Ontem à noite quando eu vinha do trabalho sentei em uma cadeira do lado de uma janela dentro do ônibus. Estava meio pensativo. Encostei a cabeça no vidro e fiquei olhando aqueles prédios altos enquanto o ônibus fazia o seu percurso normal. Dentro de mim um sonho invadia os meus pensamentos: queria ser um dos moradores de um daqueles prédios. Fiquei me imaginando morando no alto. Bem alto. Um apartamento espaçoso, arrumado, do lado da sombra e bem arejado. Pensei tanto, tanto que cheguei a fechar os olhos e sonhar acordado. Quando voltei à realidade vi que os meus pensamentos eram apenas desejos frustrados. Com o salário que ganho jamais terei a chance de morar em um lugar tão emocionante e tão chique quanto um apartamento de luxo.
Desencostei a minha cabeça do vidro da janela, ajeitei o meu corpo na cadeira e percebi que eu teria de descer na parada seguinte. Dentro do ônibus tinham muitos estudantes que estavam vindos da faculdade. Dei uma olhada rápida em todos e fiquei pensando comigo: um dia também fui um estudante igual a eles, mas não prossegui. Abandonei os livros depois de ter terminado o ensino médio e hoje estou aqui vindo do trabalho com um pacote de pão nas mãos.
Senti-me angustiado e fiquei pensando que todos já nascemos com o destino traçado.
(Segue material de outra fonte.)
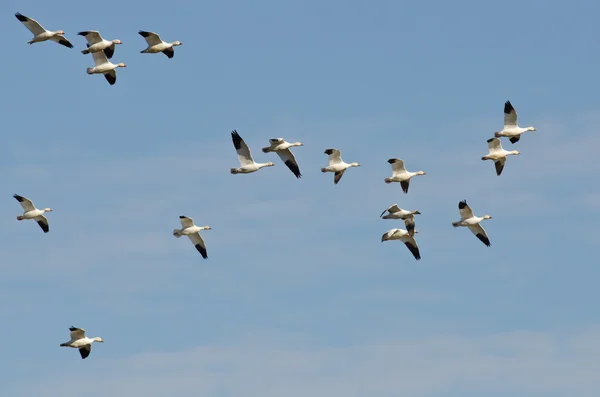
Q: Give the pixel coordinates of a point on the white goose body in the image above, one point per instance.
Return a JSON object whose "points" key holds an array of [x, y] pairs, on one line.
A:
{"points": [[511, 128], [336, 164], [96, 43], [468, 219], [401, 175], [156, 44], [188, 228], [81, 342], [406, 238], [31, 212], [498, 154], [282, 148], [247, 163], [40, 34]]}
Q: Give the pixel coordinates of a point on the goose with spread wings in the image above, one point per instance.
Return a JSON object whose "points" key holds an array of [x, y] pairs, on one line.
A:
{"points": [[156, 44], [193, 232], [498, 154], [399, 174], [30, 212], [40, 34], [282, 148], [406, 238], [96, 43], [511, 128], [336, 164], [81, 342], [395, 212], [468, 219], [247, 163], [105, 67]]}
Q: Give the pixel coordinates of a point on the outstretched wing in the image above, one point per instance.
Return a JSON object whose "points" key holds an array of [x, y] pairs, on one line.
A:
{"points": [[510, 115], [479, 231], [199, 244], [290, 161], [244, 154], [465, 211], [25, 203], [31, 24]]}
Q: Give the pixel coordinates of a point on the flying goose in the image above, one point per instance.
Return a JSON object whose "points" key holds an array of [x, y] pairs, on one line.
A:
{"points": [[193, 232], [511, 128], [40, 34], [405, 237], [399, 174], [33, 213], [81, 342], [156, 45], [468, 219], [105, 67], [245, 156], [282, 148], [498, 154], [337, 165], [97, 43], [395, 212]]}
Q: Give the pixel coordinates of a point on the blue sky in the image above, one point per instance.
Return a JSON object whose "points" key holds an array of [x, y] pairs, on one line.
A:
{"points": [[299, 296]]}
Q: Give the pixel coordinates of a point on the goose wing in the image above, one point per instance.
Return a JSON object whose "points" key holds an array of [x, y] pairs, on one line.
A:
{"points": [[43, 222], [479, 231], [25, 203], [335, 156], [244, 154], [465, 211], [290, 161], [151, 38], [31, 24], [199, 244], [510, 115], [186, 221]]}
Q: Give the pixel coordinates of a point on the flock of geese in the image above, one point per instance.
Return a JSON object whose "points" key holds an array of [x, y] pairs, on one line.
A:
{"points": [[102, 50]]}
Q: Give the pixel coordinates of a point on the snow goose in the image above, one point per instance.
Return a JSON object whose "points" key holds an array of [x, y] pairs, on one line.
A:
{"points": [[468, 219], [40, 34], [105, 67], [498, 154], [399, 174], [511, 128], [395, 212], [245, 156], [337, 165], [282, 148], [97, 43], [156, 45], [405, 237], [193, 232], [33, 213], [81, 342]]}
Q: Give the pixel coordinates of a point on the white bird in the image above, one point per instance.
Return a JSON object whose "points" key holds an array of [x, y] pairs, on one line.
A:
{"points": [[511, 128], [245, 156], [405, 237], [336, 164], [105, 67], [498, 154], [33, 213], [468, 219], [97, 43], [40, 34], [399, 174], [395, 212], [193, 232], [81, 342], [156, 45], [282, 148]]}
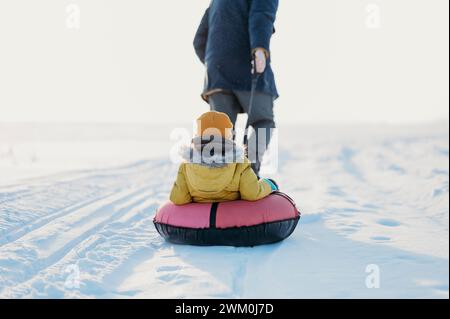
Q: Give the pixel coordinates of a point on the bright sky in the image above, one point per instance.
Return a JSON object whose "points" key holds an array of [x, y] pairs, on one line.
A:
{"points": [[132, 61]]}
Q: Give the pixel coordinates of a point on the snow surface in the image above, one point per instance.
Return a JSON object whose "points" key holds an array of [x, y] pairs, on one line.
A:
{"points": [[77, 203]]}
Quem veio ao mundo para conseguir e possuir alguma coisa, a tem e a possui. Quem veio para não possuir nada, por mais que tente, não conseguirá.
Lembrei do meu pai que desde jovem foi pescador e nunca conseguiu construir sua casinha de tijolo. Enquanto que pescadores mais novos, com o mesmo trabalho que o meu pai tinha, construíram casas, compraram carros... Progrediram.
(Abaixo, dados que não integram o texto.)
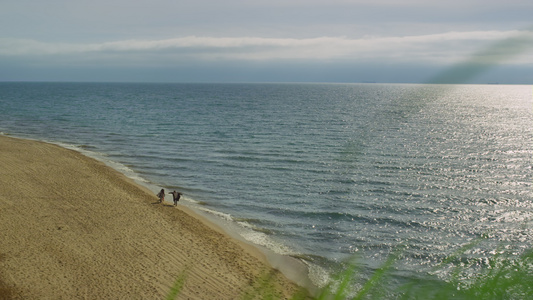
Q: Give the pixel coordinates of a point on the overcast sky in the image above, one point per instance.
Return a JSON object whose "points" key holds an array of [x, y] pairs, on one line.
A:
{"points": [[266, 40]]}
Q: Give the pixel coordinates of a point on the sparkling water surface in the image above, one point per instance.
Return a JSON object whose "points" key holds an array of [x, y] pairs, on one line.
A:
{"points": [[324, 172]]}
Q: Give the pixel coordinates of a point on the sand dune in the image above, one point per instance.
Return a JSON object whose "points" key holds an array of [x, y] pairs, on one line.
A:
{"points": [[73, 228]]}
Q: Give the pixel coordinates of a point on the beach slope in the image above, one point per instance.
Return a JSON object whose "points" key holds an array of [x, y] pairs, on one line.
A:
{"points": [[74, 228]]}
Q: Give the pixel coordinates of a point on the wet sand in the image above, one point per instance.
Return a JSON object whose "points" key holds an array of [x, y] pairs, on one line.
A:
{"points": [[73, 228]]}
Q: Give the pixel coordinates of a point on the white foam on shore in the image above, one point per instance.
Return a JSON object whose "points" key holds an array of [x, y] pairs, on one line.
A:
{"points": [[278, 255]]}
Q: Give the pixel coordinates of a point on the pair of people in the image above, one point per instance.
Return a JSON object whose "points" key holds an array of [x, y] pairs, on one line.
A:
{"points": [[175, 196]]}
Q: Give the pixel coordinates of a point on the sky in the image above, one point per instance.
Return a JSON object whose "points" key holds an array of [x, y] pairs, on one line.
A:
{"points": [[409, 41]]}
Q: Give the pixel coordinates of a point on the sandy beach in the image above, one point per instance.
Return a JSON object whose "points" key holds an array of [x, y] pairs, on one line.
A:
{"points": [[73, 228]]}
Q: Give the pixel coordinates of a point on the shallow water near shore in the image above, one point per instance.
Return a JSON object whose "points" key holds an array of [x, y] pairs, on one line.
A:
{"points": [[322, 172]]}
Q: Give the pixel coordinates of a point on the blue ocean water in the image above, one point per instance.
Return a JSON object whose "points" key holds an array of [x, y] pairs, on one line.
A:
{"points": [[322, 172]]}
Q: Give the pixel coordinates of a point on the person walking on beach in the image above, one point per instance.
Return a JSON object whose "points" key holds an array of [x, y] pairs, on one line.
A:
{"points": [[161, 195], [176, 196]]}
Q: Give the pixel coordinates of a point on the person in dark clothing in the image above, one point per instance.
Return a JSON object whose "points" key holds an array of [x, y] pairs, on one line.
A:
{"points": [[176, 196], [161, 195]]}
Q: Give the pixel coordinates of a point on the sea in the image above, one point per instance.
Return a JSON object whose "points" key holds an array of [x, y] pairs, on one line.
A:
{"points": [[327, 174]]}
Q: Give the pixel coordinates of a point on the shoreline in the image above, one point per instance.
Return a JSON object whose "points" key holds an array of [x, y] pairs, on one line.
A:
{"points": [[65, 236]]}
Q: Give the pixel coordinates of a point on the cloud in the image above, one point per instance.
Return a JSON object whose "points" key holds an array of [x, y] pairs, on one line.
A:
{"points": [[443, 48]]}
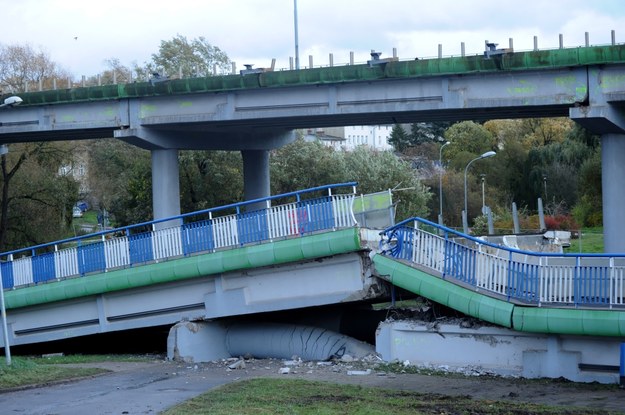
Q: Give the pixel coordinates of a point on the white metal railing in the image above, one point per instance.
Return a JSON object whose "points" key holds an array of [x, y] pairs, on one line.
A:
{"points": [[532, 277], [202, 232]]}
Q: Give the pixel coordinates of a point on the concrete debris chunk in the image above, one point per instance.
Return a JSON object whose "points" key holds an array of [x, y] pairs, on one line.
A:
{"points": [[358, 372], [239, 364]]}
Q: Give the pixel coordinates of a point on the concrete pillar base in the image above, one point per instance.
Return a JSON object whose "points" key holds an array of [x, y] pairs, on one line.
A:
{"points": [[612, 176]]}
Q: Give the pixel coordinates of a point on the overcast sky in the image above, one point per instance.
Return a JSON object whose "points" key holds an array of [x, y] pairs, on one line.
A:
{"points": [[80, 35]]}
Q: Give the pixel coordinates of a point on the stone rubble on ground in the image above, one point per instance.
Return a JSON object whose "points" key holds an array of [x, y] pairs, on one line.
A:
{"points": [[370, 364]]}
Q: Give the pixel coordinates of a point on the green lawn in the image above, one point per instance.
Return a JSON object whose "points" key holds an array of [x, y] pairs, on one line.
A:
{"points": [[590, 241], [302, 397]]}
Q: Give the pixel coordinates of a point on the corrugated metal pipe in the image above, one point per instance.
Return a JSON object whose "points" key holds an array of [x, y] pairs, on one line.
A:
{"points": [[284, 341]]}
Eu não tenho dúvidas que o destino existe. Lógico que, muitas vezes, a gente procura mudar algumas situações. Só, nem sempre, se consegue alcançar os objetivos. Conheço tanta gente que já ralou tanto na vida em prol dos seus planos e continuam piores do já foram. São pessoas que nas nasceram com estrelas na testa. Ou será que estou errado em pensar assim? Não sei.
Voltando a mim.
Eu puxei o cordãozinho da campanhinha do ônibus e desci. Peguei o meu celular e liguei pro taxista que me deixa em casa todas as noites. Rapidinho ele me pegou na parada e me trouxe. No caminho puxei conversa. Perguntei o que ele acha da minha pessoa. E ele me disse que se eu não fosse gente boa ele teria percebido desde o primeiro dia em que veio me deixar aqui. E isso já tem um ano. Então ele continuou falando que é fácil perceber as pessoas que têm corações bons. E que eu sou uma dessas pessoas que merece ser feliz.
Eu o interrompi dizendo-lhe que dentro de mim existe uma voz que me diz que um dia encontrarei o meu caminho. Não sei quando. Mas chegará o meu dia.
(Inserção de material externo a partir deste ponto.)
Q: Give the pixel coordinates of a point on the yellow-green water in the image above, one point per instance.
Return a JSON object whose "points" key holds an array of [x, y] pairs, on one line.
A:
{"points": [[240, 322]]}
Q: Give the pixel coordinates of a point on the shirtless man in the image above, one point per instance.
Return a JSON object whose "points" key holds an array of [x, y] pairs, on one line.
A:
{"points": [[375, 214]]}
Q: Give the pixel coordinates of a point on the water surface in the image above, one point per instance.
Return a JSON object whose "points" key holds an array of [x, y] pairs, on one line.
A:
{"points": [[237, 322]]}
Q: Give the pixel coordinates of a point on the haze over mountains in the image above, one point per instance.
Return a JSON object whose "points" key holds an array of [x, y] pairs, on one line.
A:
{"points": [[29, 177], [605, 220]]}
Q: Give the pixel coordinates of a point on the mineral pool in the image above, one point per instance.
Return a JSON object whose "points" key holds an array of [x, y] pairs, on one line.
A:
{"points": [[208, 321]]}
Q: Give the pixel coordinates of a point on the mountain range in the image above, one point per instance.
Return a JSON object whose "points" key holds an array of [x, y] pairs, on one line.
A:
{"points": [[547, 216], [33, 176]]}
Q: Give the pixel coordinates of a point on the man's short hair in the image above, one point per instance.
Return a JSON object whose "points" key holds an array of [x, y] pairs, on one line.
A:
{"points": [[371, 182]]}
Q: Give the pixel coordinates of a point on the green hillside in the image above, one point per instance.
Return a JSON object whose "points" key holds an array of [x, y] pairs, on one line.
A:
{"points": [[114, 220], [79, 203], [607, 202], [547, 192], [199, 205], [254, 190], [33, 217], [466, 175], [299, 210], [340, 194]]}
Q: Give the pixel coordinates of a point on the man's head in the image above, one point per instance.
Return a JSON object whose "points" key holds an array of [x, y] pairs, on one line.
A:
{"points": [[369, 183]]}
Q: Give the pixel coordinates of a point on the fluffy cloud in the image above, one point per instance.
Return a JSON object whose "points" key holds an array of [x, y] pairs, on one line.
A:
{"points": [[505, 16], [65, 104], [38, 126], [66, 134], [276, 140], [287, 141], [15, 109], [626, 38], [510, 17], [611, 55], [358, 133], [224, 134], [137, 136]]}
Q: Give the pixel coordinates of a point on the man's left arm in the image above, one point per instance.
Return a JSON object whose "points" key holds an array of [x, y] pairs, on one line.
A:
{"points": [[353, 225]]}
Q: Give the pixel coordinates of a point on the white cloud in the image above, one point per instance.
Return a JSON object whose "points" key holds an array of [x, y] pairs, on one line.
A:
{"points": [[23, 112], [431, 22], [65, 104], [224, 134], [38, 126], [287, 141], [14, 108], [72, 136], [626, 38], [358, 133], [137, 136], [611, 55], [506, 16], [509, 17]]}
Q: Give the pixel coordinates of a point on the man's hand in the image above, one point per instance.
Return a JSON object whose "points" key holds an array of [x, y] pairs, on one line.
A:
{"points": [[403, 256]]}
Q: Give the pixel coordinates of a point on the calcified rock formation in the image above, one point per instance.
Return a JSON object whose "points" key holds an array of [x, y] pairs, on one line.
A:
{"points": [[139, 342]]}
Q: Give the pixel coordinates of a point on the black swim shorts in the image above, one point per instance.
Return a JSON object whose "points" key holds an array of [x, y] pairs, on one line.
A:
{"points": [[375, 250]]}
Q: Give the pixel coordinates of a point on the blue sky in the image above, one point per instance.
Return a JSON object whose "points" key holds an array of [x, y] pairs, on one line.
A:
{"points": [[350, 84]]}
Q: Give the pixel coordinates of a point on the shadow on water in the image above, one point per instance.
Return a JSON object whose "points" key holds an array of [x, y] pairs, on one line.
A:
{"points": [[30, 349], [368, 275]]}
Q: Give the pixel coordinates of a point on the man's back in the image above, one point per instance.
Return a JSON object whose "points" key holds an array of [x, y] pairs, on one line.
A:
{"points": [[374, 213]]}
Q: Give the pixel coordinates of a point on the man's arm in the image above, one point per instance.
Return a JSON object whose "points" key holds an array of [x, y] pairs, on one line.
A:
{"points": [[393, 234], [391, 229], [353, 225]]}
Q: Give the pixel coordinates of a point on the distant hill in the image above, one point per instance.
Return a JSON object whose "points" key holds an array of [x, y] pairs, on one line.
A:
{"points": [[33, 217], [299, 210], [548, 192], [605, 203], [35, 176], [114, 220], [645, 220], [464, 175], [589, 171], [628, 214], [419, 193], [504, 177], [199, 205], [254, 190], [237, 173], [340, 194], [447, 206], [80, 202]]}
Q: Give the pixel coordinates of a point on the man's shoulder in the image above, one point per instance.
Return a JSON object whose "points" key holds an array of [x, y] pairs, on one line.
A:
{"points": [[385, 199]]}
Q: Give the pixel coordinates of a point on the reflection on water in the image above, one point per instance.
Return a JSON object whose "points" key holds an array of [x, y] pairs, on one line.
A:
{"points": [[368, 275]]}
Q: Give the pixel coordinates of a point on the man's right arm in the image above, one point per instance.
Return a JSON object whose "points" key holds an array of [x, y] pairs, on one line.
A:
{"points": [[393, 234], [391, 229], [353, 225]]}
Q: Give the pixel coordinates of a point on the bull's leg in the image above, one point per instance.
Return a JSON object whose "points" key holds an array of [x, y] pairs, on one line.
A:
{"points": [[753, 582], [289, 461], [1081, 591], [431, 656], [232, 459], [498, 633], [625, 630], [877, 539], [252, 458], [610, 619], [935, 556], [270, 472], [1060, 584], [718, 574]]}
Ele é um senhor de idade que não parece ter a idade que tem: 62 anos. Uma pessoa que desde muito tempo trabalha na noite e que já foi assaltado três vezes. Mesmo assim nunca perdeu sua fé em Deus e continua seguindo seu caminho. Não somos amigos ainda, mas conversamos bastante sempre.
Ele parou de frente a minha casa como sempre faz, esperou que eu abrisse os cadeados do portão: são três. E me desejou uma boa noite. Entrei e estou aqui escrevendo como sempre faço quando chego do trabalho na madrugada.
A minha TV tá ligada aqui na minha frente sem som e estou apenas ouvindo Enya cantar suas músicas quase instrumentais. São elas que sempre ouço quando me sento para escrever. A melodia enche a minha alma de inspiração e me traz certa felicidade enquanto os meus dedos deslizam nesse teclado digitando palavras que formam as frases dos meus textos tão simples por eu não tantos conhecimentos como deveria. É por isso que esse blog é diferente de tantos que conheço. Aqui escrevo sobre mim sem medo dizer quando estou triste, quando me decepciono ou quando choro. Nunca tive vergonha dos meus sentimentos. Acho que é por isso que ainda não encontrei a pessoa que nasceu pra mim.
Às vezes tem gente que acha meloso demais ouvir alguém falar de amor com tanta sinceridade. Tenho colegas que não curtem sinceridade sentimental. Metade diz que o amor não existe e a outra metade fica em cima do muro. A metade que crer na não-existência do amor diz que é feliz porque não se apega a ninguém. E a metade que fica em cima do muro, muitas vezes ama e não sabe se deve demonstrar seu sentimento.
Eu não tenho medo de dizer que amo, se eu estiver amando. Não tenho vergonha de dizer que gosto se estiver gostando. Sou assim. Nasci assim. Vivo assim.